How much immunity do the COVID-19 vaccines give people who take immunosuppressant drugs?

THE SOURCES

Dr. Aditi Nerurkar, a physician from Harvard Medical School. Dr. Gregory Shrank, an infectious diseases expert from the University of Maryland Medical School. A new study from Johns Hopkins University.

THE ANSWER

Early studies do not show great results of immunization for immunocompromised people.

WHAT WE FOUND

"We have 10 million Americans right now who are immunosuppressed,” Dr. Nerurkar said. “There's new data emerging from Johns Hopkins and from NYU [New York University] to show that perhaps people who are immunocompromised on immunosuppressant medications may not have that antibody response after the second dose with Pfizer and Moderna.”

The Johns Hopkins University study looked at 658 organ transplant recipients who received a COVID-19 vaccine. It found 46%, did not develop any antibody response.

We asked our experts, why?

“The vaccines themselves, their intent is to stimulate the immune system as a form of training to prepare it for possible infection like with COVID-19,” Dr. Schrank said.“It creates antibodies as a major part of that preparation.”

But our experts said when the immune system is suppressed, either naturally or by drugs, it tends to block that function of a vaccine.
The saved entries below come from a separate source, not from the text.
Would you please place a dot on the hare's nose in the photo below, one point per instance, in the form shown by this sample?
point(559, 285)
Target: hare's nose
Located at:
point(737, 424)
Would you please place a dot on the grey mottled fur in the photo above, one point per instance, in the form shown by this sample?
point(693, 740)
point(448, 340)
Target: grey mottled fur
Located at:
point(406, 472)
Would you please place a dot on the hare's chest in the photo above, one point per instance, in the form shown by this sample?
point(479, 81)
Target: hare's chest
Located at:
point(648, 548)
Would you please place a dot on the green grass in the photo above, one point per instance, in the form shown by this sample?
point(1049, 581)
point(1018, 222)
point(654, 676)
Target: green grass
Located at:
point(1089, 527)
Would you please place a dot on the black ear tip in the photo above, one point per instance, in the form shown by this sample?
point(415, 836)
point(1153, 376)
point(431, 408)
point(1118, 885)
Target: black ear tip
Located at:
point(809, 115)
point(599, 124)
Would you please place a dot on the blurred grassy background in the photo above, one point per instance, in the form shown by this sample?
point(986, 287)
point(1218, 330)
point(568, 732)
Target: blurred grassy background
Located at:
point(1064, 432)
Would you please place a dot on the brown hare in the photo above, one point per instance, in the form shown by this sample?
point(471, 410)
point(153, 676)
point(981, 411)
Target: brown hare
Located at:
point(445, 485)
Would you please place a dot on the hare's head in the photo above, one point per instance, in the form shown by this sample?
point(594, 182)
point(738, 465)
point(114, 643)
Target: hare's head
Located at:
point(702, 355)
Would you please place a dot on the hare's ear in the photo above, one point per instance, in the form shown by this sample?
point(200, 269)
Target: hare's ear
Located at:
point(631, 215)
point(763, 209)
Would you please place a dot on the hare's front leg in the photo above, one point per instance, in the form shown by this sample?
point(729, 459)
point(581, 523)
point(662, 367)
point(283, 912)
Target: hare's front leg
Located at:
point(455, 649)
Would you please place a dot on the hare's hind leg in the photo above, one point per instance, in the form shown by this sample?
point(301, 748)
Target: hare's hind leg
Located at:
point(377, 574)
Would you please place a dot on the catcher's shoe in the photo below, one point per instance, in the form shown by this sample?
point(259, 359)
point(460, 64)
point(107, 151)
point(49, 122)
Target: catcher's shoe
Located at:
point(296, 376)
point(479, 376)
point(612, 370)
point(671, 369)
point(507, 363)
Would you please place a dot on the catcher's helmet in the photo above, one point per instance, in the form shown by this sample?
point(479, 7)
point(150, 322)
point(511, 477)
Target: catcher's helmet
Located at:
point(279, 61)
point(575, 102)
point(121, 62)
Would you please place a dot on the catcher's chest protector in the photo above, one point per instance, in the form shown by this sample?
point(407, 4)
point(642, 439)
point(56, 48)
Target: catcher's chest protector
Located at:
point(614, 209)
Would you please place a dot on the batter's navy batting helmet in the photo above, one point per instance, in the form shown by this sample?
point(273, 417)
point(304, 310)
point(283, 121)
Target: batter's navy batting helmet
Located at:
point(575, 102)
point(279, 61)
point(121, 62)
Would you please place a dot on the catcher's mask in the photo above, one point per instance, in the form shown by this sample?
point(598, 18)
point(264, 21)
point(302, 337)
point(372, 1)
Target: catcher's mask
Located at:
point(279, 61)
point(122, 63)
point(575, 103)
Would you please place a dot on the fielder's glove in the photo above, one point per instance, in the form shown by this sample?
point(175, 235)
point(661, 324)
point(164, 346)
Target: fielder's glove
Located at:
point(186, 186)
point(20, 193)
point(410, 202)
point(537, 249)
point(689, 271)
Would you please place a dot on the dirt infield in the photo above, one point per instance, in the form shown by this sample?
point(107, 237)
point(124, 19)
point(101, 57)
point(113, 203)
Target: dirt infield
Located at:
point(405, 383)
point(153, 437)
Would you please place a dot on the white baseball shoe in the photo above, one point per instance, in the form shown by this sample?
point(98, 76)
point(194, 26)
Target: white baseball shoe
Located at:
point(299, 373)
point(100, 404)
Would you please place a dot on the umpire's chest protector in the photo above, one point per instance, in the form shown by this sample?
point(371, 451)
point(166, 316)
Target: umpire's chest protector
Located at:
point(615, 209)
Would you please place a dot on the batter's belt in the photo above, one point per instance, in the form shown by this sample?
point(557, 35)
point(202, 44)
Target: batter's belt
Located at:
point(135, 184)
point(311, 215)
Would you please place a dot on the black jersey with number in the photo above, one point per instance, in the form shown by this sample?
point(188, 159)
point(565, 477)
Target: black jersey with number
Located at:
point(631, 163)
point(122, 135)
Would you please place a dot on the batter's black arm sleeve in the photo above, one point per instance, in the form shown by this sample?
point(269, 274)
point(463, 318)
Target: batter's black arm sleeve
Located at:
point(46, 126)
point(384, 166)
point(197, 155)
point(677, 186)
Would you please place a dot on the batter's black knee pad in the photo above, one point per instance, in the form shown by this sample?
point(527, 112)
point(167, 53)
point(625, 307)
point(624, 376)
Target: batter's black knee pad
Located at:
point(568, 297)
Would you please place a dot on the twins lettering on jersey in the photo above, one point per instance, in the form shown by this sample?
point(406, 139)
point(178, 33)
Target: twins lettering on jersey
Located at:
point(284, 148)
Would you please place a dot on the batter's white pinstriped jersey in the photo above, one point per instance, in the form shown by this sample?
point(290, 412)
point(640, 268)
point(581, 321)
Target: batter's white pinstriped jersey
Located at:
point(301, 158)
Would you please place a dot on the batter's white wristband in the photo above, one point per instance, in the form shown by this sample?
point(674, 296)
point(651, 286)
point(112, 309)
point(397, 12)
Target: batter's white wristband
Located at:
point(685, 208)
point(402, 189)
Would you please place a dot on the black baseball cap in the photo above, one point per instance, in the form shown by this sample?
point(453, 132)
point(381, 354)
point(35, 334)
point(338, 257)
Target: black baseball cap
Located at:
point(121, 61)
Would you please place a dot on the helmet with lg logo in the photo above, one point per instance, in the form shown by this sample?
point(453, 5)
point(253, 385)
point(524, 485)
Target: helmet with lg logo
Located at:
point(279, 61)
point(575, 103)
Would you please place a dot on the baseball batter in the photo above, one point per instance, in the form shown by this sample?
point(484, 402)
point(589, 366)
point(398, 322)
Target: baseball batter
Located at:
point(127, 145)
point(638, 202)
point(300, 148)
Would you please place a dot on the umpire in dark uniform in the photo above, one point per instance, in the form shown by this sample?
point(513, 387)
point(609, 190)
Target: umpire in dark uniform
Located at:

“The immunosuppressants limit the ability of our immune system to create those antibodies, specifically impacting our memory B cells that create antibodies, and then can then limit how effective the vaccines are,” Dr. Schrank said.

Our experts also point out that this is common with people who have suppressed immune systems in many other types of vaccines. That is to say, this was expected.

However, new teams of researchers are beginning to look at whether, or not, adding an additional booster to the vaccines might help.